But the more you start looking for things (like dead parachutists), the more they start cropping up.

3.5 Do you remember the raid on the Armando Diaz school, during the 2001 G8 meeting in Genoa? Me neither, and I used to keep informed back then. U's friend finally tells him her account of the events. I've heard more about the raid in the last few months, in the news and on Netflix, than I did at the time.

3.6 It's a buffering problem. Everything is slightly out of sync. Always in a state of being processed. That is, lag is a problem, buffering is its state of being.

4.1 U compiles a lot of dossiers — scraps of paper stuck on walls or sorted into portfolios. My dossiers are pastel-coloured sticky notes gently tapped onto the sausage coils of my brain, but with a swoosh of the hair on my skull, they waft away.

4.2 I had at one time intended to quote passages — 2.3 The Company's premises; 4.1 On Lévi-Strauss; 5.5 The Company's logo, a Babel tower; 7.9 The buffer zone of small objects on the counter in front of the woman at the bar; 8.9 The cleaning of the desk; 8.12 Tabula rasa, carte blanche; 10.3 On elemental properties, differentiation in its purest form; 12.17 Text messaging as the key to immortality; 14.12 The anachronism of payphones — but they've all run away from me. Just read the book.
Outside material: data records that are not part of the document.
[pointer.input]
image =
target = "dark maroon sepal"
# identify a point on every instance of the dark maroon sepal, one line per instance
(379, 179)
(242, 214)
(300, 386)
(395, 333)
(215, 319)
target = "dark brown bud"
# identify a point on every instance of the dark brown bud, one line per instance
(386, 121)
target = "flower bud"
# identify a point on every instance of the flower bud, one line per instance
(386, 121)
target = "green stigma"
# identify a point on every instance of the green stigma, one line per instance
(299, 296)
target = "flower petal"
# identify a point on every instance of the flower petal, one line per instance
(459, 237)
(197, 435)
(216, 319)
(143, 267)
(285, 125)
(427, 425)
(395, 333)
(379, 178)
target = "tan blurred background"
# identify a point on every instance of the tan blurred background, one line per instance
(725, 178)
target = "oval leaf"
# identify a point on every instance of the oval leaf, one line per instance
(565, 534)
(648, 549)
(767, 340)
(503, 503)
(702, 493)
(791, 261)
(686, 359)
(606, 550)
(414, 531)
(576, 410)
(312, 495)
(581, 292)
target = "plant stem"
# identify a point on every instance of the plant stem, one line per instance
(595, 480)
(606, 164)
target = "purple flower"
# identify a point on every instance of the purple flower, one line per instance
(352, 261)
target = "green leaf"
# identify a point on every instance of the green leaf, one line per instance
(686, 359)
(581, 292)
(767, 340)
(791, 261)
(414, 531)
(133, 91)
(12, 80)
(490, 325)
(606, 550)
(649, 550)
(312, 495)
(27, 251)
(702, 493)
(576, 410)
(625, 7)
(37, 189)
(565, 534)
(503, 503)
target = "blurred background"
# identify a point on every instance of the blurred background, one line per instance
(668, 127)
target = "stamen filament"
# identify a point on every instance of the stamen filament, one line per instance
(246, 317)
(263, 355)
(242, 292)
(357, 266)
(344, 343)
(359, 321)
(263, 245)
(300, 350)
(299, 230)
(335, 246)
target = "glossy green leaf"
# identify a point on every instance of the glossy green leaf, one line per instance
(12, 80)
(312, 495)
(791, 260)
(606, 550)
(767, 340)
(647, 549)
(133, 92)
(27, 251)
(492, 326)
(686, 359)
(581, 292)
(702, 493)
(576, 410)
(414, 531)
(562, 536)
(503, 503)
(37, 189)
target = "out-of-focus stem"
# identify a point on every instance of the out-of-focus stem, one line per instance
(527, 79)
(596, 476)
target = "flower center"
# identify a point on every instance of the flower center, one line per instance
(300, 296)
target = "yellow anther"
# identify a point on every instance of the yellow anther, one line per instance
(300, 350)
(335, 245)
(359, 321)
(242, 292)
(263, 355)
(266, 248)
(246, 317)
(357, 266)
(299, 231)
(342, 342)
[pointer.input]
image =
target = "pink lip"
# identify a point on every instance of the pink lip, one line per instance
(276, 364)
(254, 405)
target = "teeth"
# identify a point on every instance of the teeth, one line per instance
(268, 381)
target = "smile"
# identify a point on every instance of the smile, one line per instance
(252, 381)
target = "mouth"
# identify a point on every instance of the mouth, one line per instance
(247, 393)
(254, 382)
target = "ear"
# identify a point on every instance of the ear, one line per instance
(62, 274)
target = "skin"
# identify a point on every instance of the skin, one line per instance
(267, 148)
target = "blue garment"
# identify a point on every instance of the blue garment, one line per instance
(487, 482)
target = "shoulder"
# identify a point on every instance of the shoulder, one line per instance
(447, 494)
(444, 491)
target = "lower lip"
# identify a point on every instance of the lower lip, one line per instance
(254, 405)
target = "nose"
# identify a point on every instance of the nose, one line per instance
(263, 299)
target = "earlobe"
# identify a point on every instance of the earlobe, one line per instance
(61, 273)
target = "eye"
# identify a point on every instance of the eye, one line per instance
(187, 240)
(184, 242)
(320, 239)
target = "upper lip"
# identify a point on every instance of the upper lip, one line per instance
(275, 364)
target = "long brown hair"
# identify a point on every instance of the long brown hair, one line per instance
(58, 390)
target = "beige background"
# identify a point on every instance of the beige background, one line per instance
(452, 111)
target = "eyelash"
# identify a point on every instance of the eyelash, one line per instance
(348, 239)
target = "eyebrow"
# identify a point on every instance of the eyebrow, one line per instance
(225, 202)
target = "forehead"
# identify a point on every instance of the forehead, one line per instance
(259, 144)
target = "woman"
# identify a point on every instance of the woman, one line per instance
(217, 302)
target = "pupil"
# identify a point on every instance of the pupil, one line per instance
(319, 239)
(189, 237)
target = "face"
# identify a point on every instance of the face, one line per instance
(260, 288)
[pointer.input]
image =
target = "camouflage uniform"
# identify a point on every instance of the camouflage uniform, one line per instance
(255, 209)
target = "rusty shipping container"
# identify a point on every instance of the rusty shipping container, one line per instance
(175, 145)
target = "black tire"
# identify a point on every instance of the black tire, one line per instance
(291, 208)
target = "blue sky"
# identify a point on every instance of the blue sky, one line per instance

4.3 Duncan White in The Telegraph:
There is evident pleasure taken in puncturing conventional consolations. We don’t want plot, depth or content," McCarthy has said. "We want angles, arcs and intervals; we want pattern." McCarthy will give you pleasure but he won't give you resolution. Closure is an illusion, the Koob-Sassen Project cannot be understood, the Great Report cannot be written. U tells us that there are occasions when he thinks he is about to grasp "the plan, formula, solution" but "before waking, with a jolt, I watched it all evaporate, like salt in a quiet breeze".
Yes, we want pattern. Beautiful, beautiful pattern. We create it when it isn't there.

4.4 It feels significant that subconsciously I chose my laser-cut metal bookmark depicting the New York City skyline — the view as if from Staten Island — to mark my place.

4.5 The report still needs to be written:
Then the Great Report would not be something that was either to-come or completed, in-the-past: it would be all now. Present-tense anthropology; anthropology as way-of-life. That was it: Present-Tense Anthropology™; an anthropology that bathed in presence, and in nowness — bathed in it as in a deep, bubbling and nymph-saturated well.
4.6 I can't get over how smart this book makes me feel. It makes me complicit. I will be part of the Present-Tense Anthropology™ armed resistance movement. I feel simultaneously connected and disconnected, in a state of buffering. Erudite books generally make me feel stupid, or at least small. Therefore, either this book is not nearly so smart as I think it is or it is much more.

4.7 The employee–employer described by Patty Hearst syndrome. We are all cogs. We are all the machine.
This pretty much set up the protocol or MO I'd deploy in my work for the Company from then on in: feeding vanguard theory, almost always from the left side of the spectrum, back into the corporate machine. The machine could swallow everything, incorporate it seamlessly, like a giant loom that re-weaves all fabric, no matter how recalcitrant and jarring its raw form, into what my hero would have a called a master-pattern — or, if not that, then maybe just the pattern of the master.
4.7 Jeff Turrrentine in The New York Times:
McCarthy isn't a frustrated cultural theorist who must content himself with writing novels; he's a born novelist, a pretty fantastic one, who has figured out a way to make cultural theory funny, scary and suspenseful — in other words, compulsively readable.